La misión de los bombarderos, cuya base está en la isla de Guam, se produjo como respuesta “a los programas nuclear y de misiles de Corea del Norte y como parte de la continua demostración del férreo compromiso de Estados Unidos con sus aliados”, según dijo la séptima Fuerza Aérea. En el ejercicio de los dos bombarderos estadounidenses participaron cazabombarderos surcoreanos, destacó la agencia Yonhap.

La misión era una respuesta a las pruebas norcoreanas de misiles intercontinentales de este mes. Los datos de vuelo del segundo ensayo norcoreano mostraban que el alcance de las armas de Pyongyang llega ahora a más territorio continental estadounidense, incluidas Los Ángeles y Chicago.

“Corea del Norte sigue siendo la amenaza más urgente para la estabilidad regional”, dijo el general Terrence J. O’Shaughnessy, comandante de la Fuerza Aérea en el Pacífico. “La diplomacia sigue liderando. Sin embargo, tenemos una responsabilidad con nuestros aliados y nuestra nación de mostrar nuestro firme compromiso mientras nos preparamos para el peor escenario posible”.

“De ser convocados, estamos preparados para responder con fuerza rápida, letal y abrumadora en el momento y lugar que decidamos”, añadió.

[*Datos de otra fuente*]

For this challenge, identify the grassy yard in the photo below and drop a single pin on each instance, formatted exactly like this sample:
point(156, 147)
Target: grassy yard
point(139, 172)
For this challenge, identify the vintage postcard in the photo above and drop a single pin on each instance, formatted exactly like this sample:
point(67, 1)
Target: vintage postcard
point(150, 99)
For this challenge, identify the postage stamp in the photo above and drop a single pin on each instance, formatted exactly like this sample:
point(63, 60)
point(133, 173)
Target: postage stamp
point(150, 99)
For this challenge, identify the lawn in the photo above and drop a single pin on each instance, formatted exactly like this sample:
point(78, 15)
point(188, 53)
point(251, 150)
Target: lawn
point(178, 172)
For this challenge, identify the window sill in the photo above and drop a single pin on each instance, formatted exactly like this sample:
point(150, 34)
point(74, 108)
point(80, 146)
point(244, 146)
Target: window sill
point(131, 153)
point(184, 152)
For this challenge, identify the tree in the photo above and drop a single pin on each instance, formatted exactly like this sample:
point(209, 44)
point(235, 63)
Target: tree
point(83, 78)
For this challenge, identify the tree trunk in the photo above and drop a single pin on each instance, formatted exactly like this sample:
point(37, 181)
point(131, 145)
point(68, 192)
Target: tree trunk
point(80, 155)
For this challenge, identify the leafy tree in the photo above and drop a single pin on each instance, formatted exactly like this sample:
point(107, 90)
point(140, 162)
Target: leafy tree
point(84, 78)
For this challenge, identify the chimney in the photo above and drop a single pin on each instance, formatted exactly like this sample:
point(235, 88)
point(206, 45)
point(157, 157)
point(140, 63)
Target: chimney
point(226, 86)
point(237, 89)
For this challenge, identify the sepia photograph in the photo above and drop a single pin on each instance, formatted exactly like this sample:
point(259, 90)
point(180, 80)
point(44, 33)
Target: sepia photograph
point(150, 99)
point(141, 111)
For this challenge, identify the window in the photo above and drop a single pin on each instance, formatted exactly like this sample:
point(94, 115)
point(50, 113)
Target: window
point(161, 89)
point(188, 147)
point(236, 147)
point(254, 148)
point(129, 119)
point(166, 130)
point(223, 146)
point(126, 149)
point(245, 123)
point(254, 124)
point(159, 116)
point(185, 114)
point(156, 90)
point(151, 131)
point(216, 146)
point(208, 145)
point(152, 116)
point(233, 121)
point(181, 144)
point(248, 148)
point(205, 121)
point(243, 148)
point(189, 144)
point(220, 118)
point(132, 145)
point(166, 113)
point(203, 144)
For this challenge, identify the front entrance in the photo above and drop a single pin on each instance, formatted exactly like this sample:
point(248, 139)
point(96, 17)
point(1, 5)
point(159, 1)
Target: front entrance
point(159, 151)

Corea del Norte disparó el pasado viernes por la noche su segundo misil ICBM en menos de un mes, con la cual demostró que puede alcanzar territorio continental de Estados Unidos.

La televisión estatal norcoreana divulgó imágenes de su prueba de un misil Hwasong-14 conducida con un lanzador de transporte llamado TEL, disparado desde una plataforma en tierra, similar a un primer ensayo realizado el 5 de julio.

El misil voló 998 kilómetros durante unos 47 minutos en el Mar del Este (también llamado Mar de Japón) a una altitud máxima de tres mil 724.9 kilómetros. Los expertos especulan que el uso de un lanzador en tierra puede tener la intención de cuidar los altos precios, por lo que especulan que Pyongyang podría poseer cerca de 200 de ellos.

Inmediatamente después del lanzamiento, Corea del Sur, Japón y Estados Unidos reportaron la prueba del misil y condenaron la acción norcoreana, además de convocar a reuniones de emergencia para discutir medidas de seguridad.

A su vez, China —el aliado más importante de Corea del Norte— instó a Pyongyang a cumplir con las resoluciones pertinentes del Consejo de Seguridad de la ONU, mientras que Francia pidió la adopción de nuevas sanciones contra la nación comunista.

El presidente de Estados Unidos Donald Trump acusó a China de “no hacer nada” ante el desarrollo de armas nucleares de Corea del Norte, a pesar de que a su juicio los líderes chinos podrían detener “fácilmente” esta aspiración.

En una serie de mensajes enviados por Twitter, el presidente reiteró que estaba “muy decepcionado con China. “Nuestros estúpidos líderes anteriores les han permitido ganar cientos de miles de millones de dólares al año en comercio, sin embargo no hacen nada por nosotros con Corea del Norte, sólo hablan. Ya no permitiremos que esto continúe. China podría resolver fácilmente este problema”, añadió.

Los comentarios de Trump sucedieron luego de que el secretario de Estado estadunidense, Rex Tillerson, acusara a Rusia y China de ser los “principales facilitadores económicos” de Corea del Norte.

Tillerson comentó que Rusia y China tenían “una responsabilidad única y especial” respecto de la carrera armamentista de Corea del Norte.